К 4): Какое именно ощущение здесь выделено как это? То есть: как употребляется тут указательное местоимение? Несомненно, иначе, чем, скажем, в первом примере! При этом путаница возникает из"за того, что человеку представляется, будто, обращая внимание на какое-то ощущение, он тем самым указывает на него.
412. Чувство непреодолимой пропасти между сознанием и мозговым процессом: как получается, что на размышлениях нашей повседневной жизни это не сказывается? Мысль об этом принципиальном различии связана с легким головокружением, наступающим тогда, когда мы проделываем логические трюки. (Подобные же головокружения вызывают у нас некоторые теоремы теории множеств.) Когда же в данном случае нас охватывает это чувство? Ну, например, когда я особым образом направляю свое внимание на собственное сознание и, словно бы хватаясь при этом за лоб, с изумлением говорю себе: предполагается, что ЭТО порождено мозговым процессом! Но что это может означать: "направить свое внимание на собственное сознание"? Что может быть более странным, чем это? То, что я бы назвал таким образом (ибо эти слова реально не употребляются в обыденной жизни), было неким актом созерцания. Я смотрел остановившимся взглядом прямо перед собой но вовсе не на какую-то определенную точку или предмет. Мои глаза были широко раскрыты, брови не были сдвинуты (как это бывает в большинстве случаев, когда я интересуюсь определенным объектом). Созерцанию не предшествовал какой-то интерес подобного рода. Мой взгляд был "отсутствующим"; или же напоминал взгляд человека, любующегося освещением неба и впитывающим его свет.
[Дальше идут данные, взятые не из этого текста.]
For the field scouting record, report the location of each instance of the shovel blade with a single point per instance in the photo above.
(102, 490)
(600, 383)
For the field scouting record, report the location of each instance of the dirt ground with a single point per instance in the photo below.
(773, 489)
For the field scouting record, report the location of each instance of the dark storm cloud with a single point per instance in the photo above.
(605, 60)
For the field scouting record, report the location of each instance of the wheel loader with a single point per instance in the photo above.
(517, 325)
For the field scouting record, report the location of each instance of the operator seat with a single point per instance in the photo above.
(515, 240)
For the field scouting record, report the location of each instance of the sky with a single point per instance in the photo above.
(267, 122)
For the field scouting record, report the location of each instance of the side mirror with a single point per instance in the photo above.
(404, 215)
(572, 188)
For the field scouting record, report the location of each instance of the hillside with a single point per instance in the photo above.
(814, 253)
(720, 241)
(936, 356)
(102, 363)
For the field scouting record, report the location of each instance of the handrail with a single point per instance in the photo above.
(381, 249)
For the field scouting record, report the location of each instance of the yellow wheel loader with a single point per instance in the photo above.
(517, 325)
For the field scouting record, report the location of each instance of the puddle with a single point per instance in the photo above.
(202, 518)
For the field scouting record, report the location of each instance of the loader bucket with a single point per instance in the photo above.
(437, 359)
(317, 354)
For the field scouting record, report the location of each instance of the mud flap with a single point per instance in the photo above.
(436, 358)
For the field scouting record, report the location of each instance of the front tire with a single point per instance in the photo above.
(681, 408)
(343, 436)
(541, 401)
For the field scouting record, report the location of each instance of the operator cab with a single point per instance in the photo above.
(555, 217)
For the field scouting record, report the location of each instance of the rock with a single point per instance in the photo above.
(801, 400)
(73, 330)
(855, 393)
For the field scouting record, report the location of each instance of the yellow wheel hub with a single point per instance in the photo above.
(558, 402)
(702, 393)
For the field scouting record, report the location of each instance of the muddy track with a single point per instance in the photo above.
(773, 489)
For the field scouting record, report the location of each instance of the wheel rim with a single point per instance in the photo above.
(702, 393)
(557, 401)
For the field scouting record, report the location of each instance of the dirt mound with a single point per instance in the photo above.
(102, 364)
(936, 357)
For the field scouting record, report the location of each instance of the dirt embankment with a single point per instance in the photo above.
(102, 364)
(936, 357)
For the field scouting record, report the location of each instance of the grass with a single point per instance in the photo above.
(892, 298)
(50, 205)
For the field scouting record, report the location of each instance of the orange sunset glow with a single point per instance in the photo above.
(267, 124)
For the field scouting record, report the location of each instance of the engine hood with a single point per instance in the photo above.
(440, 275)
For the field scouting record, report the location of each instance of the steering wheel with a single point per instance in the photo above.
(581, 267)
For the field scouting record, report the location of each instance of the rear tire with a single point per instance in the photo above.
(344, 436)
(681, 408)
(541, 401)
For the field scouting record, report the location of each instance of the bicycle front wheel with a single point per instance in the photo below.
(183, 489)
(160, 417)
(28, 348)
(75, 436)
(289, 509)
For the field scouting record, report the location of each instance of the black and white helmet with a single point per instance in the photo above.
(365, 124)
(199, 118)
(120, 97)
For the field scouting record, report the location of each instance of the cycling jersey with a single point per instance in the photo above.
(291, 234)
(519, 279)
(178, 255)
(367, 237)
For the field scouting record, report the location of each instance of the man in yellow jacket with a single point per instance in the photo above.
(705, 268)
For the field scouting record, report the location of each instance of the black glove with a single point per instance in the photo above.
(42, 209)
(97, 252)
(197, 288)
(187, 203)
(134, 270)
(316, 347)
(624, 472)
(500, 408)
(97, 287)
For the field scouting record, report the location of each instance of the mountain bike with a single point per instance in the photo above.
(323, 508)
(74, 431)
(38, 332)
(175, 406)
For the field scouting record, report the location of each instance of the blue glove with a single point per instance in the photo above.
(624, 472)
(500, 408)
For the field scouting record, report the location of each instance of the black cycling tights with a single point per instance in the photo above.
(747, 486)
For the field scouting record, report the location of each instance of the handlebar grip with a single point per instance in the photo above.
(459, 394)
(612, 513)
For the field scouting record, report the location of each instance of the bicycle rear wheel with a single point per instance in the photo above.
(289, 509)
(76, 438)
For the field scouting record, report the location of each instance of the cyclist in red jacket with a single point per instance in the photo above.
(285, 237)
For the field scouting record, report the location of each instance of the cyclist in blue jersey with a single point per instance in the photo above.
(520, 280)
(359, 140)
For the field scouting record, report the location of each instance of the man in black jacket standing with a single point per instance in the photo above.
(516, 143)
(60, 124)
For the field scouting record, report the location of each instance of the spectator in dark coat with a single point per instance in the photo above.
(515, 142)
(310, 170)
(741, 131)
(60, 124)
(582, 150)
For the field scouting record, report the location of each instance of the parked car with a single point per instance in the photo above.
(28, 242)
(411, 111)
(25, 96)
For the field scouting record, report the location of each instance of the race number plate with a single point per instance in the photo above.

А подумай"ка над тем, что предложение, произнесенное мною как парадокс (это порождено мозговым процессом!), вовсе не парадокс. Оно могло бы прозвучать по ходу эксперимента, призванного показать, что наблюдаемый мною световой эффект порожден возбуждением определенной части головного мозга. Но я изрек это предложение не в той обстановке, в которой оно имело бы повседневный, непарадоксальный смысл. И направленность моего внимания была совсем не той, какая нужна для проведения эксперимента. (В случае эксперимента мой взгляд был бы "сосредоточенным", а не "отсутствующим".)
413. Здесь мы сталкиваемся со случаем интроспекции, напоминающей ту, с помощью которой Уильям Джемс выявил, что понятие "я" ("Selbst") состоит главным образом из "своеобразных движений в голове и между головой и гортанью". Причем Джемсова интроспекция обнаружила не значение слова "я" (поскольку оно означает примерно то же, что слова "личность", "человек", "я сам", "он сам"). И не анализ такого рода реалий (Wesens). Она выявила другое: сосредоточенное внимание философа, мысленно произносящего слово "я" и стремящегося проанализировать его значение. (А из этого можно многому научиться.)
414. Ты полагаешь, что все-таки должен ткать некую ткань: поскольку сидишь за ткацким станком хотя и пустым и делаешь движения ткача.
415. Все, чего мы достигаем, это, по сути, замечания по естественной истории людей; притом, не добывание диковин, а констатация того, в чем никто не сомневался, что избежало нашего внимания только потому, что постоянно было перед глазами.
416. "Люди единодушно заявляют: они видят, слышат, чувствуют и т.д. (даже если некоторые из них слепы или глухи). Тем самым они свидетельствуют о себе самих, что они обладают сознанием". Но это так странно! Кому, собственно, я делаю сообщение, говоря "У меня есть сознание"? Зачем мне говорить это самому себе и как может понять меня другой человек? Ну, такие предложения, как "Я вижу", "Я слышу", "Я в сознании", действительно используются. Я говорю врачу: "Теперь я снова слышу на это ухо", а тому, кто считает, что у меня обморок, говорю: "Теперь я снова в сознании" и т.д.